Experimental Results and Analysis
By
Alianza Lima
Amine, Amruta, Sam, Suchitra
=============================================================================
Experiments Done
=============================================================================
Aim
To observe the precision and recalls on various review and sanity data
sets under different windowing and scaling conditions.
Data Used -
test data
car1 data
play station data
sanity data (around 100 instances from Line data)

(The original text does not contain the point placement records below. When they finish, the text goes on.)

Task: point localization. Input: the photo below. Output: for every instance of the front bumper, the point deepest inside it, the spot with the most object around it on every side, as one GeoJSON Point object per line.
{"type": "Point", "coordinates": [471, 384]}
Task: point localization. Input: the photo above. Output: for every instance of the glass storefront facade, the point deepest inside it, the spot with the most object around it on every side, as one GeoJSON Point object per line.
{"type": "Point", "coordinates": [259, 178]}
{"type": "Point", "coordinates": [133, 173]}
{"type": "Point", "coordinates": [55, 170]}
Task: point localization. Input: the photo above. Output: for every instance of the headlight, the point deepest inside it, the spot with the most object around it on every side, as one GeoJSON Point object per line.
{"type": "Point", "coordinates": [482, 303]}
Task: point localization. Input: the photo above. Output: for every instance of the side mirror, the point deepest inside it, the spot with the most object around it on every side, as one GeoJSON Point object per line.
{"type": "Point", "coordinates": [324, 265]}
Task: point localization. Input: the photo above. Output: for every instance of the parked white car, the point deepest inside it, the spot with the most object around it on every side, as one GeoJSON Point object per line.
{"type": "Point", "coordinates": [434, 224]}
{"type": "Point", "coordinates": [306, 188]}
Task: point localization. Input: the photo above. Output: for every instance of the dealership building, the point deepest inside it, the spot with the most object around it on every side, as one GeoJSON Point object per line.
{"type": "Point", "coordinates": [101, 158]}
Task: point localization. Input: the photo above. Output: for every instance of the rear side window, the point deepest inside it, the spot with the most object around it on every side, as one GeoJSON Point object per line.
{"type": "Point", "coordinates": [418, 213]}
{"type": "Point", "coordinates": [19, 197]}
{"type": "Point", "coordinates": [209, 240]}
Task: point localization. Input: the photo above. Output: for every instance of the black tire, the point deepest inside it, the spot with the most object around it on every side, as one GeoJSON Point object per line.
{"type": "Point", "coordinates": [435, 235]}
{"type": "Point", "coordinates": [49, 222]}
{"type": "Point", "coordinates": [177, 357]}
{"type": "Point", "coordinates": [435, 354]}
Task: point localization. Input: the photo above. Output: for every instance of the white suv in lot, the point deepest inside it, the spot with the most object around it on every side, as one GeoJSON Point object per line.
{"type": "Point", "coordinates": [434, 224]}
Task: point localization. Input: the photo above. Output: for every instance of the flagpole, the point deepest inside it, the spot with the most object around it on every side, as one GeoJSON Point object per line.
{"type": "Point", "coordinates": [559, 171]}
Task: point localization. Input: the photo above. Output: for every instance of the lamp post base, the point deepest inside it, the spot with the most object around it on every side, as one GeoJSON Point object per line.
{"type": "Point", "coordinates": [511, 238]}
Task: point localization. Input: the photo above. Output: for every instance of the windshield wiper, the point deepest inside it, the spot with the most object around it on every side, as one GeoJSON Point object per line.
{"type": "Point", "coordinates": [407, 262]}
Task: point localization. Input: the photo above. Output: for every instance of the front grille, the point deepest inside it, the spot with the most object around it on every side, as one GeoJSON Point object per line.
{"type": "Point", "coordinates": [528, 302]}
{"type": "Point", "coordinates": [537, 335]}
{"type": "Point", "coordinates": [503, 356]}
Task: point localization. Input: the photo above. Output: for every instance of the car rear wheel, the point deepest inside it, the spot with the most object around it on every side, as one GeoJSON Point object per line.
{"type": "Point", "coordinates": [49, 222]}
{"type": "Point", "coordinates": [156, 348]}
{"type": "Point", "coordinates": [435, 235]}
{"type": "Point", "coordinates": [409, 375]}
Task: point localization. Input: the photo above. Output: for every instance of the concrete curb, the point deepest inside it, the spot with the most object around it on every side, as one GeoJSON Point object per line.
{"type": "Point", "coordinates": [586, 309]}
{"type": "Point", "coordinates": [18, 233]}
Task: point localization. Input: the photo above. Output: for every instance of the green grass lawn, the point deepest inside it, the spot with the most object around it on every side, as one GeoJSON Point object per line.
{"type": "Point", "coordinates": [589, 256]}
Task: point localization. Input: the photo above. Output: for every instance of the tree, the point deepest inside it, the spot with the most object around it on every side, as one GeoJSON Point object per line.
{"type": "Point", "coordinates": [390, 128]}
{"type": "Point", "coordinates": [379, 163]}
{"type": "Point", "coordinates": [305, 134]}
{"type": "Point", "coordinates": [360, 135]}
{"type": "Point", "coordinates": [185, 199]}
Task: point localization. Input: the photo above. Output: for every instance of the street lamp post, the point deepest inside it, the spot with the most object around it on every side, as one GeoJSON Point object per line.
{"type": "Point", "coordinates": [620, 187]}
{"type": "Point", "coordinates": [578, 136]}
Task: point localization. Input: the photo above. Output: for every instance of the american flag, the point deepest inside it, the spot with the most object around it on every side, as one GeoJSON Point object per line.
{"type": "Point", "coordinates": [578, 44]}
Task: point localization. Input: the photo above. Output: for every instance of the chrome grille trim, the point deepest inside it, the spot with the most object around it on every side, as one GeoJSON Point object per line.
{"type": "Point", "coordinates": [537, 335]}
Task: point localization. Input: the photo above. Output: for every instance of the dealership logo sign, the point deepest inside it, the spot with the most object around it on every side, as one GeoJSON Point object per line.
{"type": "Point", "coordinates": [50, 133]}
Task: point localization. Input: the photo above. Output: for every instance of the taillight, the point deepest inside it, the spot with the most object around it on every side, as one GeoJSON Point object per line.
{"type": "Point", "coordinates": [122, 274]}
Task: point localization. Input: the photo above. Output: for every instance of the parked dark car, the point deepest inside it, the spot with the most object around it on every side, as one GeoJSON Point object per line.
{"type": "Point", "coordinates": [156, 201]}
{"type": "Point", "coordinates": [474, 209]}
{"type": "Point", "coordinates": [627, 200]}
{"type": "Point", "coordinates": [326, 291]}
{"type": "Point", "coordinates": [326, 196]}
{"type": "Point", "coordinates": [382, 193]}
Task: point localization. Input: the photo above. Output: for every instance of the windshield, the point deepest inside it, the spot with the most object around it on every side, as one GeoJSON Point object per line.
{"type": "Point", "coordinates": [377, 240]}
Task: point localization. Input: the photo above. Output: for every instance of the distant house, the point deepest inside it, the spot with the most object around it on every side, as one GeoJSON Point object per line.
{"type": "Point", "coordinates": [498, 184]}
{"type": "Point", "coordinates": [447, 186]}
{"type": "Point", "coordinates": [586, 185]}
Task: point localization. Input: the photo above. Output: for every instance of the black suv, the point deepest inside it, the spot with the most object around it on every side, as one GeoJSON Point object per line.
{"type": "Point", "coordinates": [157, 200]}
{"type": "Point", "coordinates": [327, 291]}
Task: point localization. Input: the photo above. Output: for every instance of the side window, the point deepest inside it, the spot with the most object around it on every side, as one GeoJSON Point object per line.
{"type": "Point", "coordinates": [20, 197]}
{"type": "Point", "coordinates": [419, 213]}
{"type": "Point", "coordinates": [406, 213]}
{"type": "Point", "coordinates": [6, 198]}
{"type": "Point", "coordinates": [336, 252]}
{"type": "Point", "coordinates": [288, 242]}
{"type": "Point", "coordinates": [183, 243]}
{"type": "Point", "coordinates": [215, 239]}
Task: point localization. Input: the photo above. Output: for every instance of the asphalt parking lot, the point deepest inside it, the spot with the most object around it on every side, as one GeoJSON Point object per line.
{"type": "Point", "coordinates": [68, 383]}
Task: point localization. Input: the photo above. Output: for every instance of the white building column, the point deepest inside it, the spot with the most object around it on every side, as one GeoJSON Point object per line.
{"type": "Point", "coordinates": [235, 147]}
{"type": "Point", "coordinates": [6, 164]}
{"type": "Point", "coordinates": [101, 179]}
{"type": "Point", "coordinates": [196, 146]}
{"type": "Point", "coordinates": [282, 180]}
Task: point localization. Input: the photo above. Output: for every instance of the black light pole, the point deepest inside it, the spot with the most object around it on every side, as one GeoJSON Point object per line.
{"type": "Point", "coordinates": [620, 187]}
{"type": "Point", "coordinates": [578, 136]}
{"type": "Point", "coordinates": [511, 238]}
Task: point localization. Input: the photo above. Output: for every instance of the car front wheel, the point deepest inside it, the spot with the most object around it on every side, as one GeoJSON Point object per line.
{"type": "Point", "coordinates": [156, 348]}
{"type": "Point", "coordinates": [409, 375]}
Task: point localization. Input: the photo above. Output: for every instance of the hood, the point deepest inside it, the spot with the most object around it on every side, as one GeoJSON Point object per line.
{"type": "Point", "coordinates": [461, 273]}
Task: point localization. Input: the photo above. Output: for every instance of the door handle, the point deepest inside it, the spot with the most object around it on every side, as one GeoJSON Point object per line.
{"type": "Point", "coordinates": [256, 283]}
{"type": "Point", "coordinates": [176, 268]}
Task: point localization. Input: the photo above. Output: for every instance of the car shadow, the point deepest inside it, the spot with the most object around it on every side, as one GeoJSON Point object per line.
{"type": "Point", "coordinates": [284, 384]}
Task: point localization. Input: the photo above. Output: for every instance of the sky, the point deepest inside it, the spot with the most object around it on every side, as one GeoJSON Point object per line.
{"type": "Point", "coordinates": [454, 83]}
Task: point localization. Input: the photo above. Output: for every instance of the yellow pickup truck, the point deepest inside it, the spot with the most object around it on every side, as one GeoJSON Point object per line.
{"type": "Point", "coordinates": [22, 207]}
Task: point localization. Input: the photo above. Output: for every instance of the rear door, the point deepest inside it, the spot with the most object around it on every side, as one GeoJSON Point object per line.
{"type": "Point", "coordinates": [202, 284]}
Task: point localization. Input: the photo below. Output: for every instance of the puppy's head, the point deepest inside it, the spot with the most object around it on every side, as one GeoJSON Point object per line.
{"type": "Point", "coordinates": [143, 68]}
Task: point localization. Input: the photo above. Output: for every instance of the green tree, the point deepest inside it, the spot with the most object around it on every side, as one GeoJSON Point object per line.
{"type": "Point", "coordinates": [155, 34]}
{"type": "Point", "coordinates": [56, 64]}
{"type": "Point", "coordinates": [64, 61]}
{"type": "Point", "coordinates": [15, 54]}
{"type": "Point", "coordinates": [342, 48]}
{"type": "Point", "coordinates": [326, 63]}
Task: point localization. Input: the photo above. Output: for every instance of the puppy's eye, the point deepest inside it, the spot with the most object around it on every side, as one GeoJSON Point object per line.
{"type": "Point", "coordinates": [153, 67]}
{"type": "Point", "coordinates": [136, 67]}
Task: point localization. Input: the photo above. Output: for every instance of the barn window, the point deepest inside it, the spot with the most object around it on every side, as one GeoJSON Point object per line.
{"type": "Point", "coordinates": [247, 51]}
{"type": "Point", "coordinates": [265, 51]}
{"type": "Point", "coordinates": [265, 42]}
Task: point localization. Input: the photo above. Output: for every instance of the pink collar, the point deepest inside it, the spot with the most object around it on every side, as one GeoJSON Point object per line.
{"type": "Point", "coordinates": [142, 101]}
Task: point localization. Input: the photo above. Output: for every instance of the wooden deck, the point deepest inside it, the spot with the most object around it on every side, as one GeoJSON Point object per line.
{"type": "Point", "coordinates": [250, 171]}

-----------------------------------------------------------------------------
Experiments Set 1 :
Run the program on various review and sanity data sets without scaling
and windowing.
Experimental Conditions :
No scaling - All terms in the review are equally weighted
No Windowing - The algorithm will assign the review
positive tag if the calculated sentiment > 0
negative tag if the calculated sentiment < 0
undecided tag if the calculated sentiment = 0
Since All reviews were attempted, precision and recall were almost equal
Results Obtained -
TABLE1
----------------------------------------
DATA PRECISION RECALL |
test 55% 55% |
car1 75% 75% |
play station 55% 55% |
sanity 49% 49% |
----------------------------------------
Hardly any review was classified as undecided as window size =1
Observations -
Algorithm does well by classifying good number of reviews correctly
Low accuracy for sanity data is expected as sanity data is supposed
to be neutral and should result in about half being classified right.
Conclusions -
We expect to see around 75% accuracy for any kind of review data that
supports our assumption that a review sentiment is really the sum of
it's word sentiments. This assumption is clearly not correct for all
types of data.
------------------------------------------------------------------------------
Experiment Set 2 :
Run the program on various review and sanity data sets and observe
results under various scaling techniques.
Aim
Draw conclusions about the sentiment structure of the review i.e.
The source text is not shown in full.